现在回想起池总的话,宋井只觉得脊背发凉。
一向睿智冷静的陆总,怎么可能掉进这样简单的圈套里,还需要旁人来提点他,前方有陷阱。
是当局者迷么?
不,并非完全如此。
宋井想,陆总怕是早就发现不对劲了。
那些接近和试探都太刻意,陆总还专门将计就计让她进了公司,以高层领导的身份替他参与了一场会议。
而他,全程在办公室里审视着她的一举一动。
这不是信任,而是陆总的怀疑和不放心。
可是为什么,发现了、怀疑了,却还要留她在身边呢?
他是想证明什么来让自己死心,还是想看看,这个女人,究竟能心狠到哪一步?
直到最后一刻,他还是选择给她打电话,问她是否一起吃晚饭。
可她……骗了他。
答案就摆在那里。
显而易见地摆在那里。
陆仰止突然想笑。
他早知道她是带着不为人知的目的回来的。
现在一切都被证实了、按照他想象的样子发展着。
宋井夸他料事如神。
……呵,料事如神。
这感觉如何?
自豪吗,痛快吗?
不,唐言蹊,我一点都不痛快。
为什么他会为了她发红的眼眶心软?为什么她不知死活闯进办公室打扰他工作,他第一反应竟是在心里为她开脱,告诉自己是因为她那天心情不好?

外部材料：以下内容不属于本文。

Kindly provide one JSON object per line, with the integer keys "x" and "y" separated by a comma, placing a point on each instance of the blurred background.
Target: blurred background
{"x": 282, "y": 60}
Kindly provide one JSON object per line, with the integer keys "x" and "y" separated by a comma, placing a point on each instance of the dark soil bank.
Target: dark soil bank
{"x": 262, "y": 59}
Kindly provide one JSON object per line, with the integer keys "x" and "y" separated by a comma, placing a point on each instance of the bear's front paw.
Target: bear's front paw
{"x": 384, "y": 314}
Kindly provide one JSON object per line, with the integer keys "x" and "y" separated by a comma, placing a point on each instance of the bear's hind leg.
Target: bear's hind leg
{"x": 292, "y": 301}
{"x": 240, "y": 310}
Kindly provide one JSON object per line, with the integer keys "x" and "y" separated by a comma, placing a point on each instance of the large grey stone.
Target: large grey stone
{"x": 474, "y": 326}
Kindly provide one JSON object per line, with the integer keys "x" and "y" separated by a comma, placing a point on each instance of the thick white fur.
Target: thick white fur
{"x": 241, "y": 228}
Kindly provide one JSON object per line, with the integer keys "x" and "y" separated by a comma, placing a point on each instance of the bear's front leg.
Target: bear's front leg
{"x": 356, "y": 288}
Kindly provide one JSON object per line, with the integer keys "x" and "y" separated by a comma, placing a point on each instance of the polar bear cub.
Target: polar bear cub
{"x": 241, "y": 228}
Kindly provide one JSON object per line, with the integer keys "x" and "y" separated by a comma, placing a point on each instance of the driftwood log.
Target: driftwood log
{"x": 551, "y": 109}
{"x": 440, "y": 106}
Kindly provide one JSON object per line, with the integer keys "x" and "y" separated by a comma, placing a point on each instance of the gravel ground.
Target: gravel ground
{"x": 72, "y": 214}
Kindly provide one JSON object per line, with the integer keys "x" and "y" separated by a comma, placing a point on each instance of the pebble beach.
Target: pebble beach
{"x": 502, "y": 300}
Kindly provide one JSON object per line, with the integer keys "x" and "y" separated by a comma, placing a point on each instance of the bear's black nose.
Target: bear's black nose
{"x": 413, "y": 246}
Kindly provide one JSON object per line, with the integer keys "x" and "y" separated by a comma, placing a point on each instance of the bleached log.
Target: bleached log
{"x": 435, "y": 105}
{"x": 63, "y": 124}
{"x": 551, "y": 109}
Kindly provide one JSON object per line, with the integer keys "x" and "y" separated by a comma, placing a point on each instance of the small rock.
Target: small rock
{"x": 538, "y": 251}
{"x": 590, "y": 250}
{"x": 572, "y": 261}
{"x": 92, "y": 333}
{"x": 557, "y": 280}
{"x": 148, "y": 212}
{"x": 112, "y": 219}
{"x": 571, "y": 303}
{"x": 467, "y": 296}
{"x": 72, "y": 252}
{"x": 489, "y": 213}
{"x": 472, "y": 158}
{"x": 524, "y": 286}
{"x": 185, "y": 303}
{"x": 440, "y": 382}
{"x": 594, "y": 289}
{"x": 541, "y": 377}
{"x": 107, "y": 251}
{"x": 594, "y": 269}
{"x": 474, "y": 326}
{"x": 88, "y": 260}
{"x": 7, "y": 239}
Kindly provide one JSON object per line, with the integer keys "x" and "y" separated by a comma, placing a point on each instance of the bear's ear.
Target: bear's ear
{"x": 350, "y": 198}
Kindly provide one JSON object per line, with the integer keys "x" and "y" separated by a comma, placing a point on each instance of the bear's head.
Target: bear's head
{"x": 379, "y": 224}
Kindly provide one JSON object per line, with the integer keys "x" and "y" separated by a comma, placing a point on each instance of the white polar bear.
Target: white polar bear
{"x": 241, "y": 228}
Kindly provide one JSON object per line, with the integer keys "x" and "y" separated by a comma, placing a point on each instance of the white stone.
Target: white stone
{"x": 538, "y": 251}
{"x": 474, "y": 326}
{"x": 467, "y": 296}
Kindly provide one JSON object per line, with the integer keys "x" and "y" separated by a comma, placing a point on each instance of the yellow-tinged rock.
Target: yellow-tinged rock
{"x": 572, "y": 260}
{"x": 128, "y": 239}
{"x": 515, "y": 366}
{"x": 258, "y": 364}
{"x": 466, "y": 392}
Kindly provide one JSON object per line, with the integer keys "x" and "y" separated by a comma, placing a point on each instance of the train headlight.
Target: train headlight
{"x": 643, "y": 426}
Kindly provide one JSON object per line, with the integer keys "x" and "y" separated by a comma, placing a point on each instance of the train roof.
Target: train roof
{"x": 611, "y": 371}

为什么一边恼怒着她的辜负,却又见不得宗祁辜负她?为什么训斥过后,他还以宗祁的名义订了她爱吃的蛋糕送到工程部,就为了让她宽心一些?
唐言蹊,你的心就算是石头做的,如今也该热了吧。
还是说,这些行为在你眼里原本就可笑的要死,一文不值?
陆仰止坐在椅子上,点燃了一颗烟,青白色的烟雾模糊了他的俊容,也将他眼底仅有的最后一丝温存碾碎。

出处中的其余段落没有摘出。